The Beatles’ future, of course, entailed the studio years in which they redefined popular music with such albums as Sgt. Pepper’s Lonely Hearts Club (1967) and Abbey Road (1969). The band had already enjoyed significant artistic forays with Rubber Soul (1965) and Revolver (1966) before abandoning life on the road. But it was the Beatles’ studio experiences that suddenly afforded George the freedom and, perhaps far more importantly, the time—“patience and time,” he would croon on one of his last hits, “Got My Mind Set on You”—to find his voice as a songwriter who could challenge, rather amazingly, the legendary mantle of “Lennon-McCartney.”
George’s respite from the Beatles’ debilitating global travels also allowed him to visit San Francisco’s Haight-Ashbury district and India, where he felt “a great buzz” after witnessing the Maharishi riding an elephant. In addition to embracing Hindu philosophy throughout the mid-1960s, George expanded his musical horizons via his well-known experimentation with sitar music, the exotic, microtonal flavor of which adorned such Beatles classics as “Norwegian Wood (This Bird Has Flown)” and Harrison’s own “Within You, Without You” off of Sgt. Pepper. The song’s simple message functions as a microcosm for his larger aesthetic: “When you’ve seen beyond yourself / Then you may find peace of mind is waiting there.”
George’s Beatles songs frequently demonstrate his latent wit—who can forget the wordplay and political gamesmanship of, say, “Taxman” or “Piggies”? Yet Harrison’s later, more enduring tunes evince a solemnity that comes from knowing oneself: an attribute that cannot always be so readily assigned to his ostensibly more formidable bandmates. The White Album’s “While My Guitar Gently Weeps,” a song that emerged as a staple of 1970s album-oriented radio, casts George as an observer eavesdropping on a distorted world. In contrast with John and Paul—whose songs vacillate between confessional narrative and hyper-rhetorical balladry throughout the latter part of the 1960s—George clearly preferred to err on the side of philosophy, the place where meaning finally transcends experience.
George comes into his own, of course, on Abbey Road, the Beatles’ magnificent swan song of an album, which featured the symphonic suite that closed the band’s career. The unbridled optimism of “Here Comes the Sun” is matched—indeed, surpassed—only by “Something,” his crowning achievement and the classic tune Frank Sinatra famously dubbed “the greatest love song of the past 50 years.” For the better part of “Something,” George’s soaring guitar, his musical trademark, dances in delectable counterpoint with Paul’s jazzy, melodic bass.
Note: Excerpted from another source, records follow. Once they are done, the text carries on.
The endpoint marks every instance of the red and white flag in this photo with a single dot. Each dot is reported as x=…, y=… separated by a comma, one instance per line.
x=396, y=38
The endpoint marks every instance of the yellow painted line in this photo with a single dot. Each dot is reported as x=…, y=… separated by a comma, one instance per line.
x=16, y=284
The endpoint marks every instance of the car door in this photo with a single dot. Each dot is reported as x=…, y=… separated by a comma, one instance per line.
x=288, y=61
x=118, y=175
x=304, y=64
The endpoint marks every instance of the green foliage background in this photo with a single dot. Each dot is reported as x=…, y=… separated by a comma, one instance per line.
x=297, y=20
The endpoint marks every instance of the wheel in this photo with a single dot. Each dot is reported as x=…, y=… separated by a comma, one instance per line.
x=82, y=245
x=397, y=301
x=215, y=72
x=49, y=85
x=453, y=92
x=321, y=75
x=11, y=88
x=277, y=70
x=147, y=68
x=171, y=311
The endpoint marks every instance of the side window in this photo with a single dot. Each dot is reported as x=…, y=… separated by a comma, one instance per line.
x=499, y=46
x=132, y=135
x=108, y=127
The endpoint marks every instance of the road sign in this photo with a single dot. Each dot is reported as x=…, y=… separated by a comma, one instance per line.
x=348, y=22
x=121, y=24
And, instrumentally, the fusion of their guitar work produces a strangely hypnotic tapestry as the song meanders towards one of George’s most unforgettable solos, the tune’s greatest lyrical feature—even more lyrical, interestingly enough, than the lyrics themselves. A masterpiece of utter simplicity, George’s solo reaches the sublime, wrestles with it in a bouquet of downward syncopation, and hoists it yet again for a moment of supreme grace.
In the final reel of the Beatles’ 1995 documentary Anthology, Paul remarks: “I’m really glad that most of [our] songs dealt with love, peace, understanding. There’s hardly any one of them that says: ‘Go on, kids, tell them all to sod off. Leave your parents.’ It’s all very ‘All You Need Is Love’ or John’s ‘Give Peace a Chance.’ There was a good spirit behind it all, which I’m very proud of.” In themselves, these perceptive words account for the incredible and sustained popularity enjoyed by the Beatles, a band for which Ringo inevitably found the rhythm, Paul followed the sun, John imagined a better world, and George—always George—elevated the soul.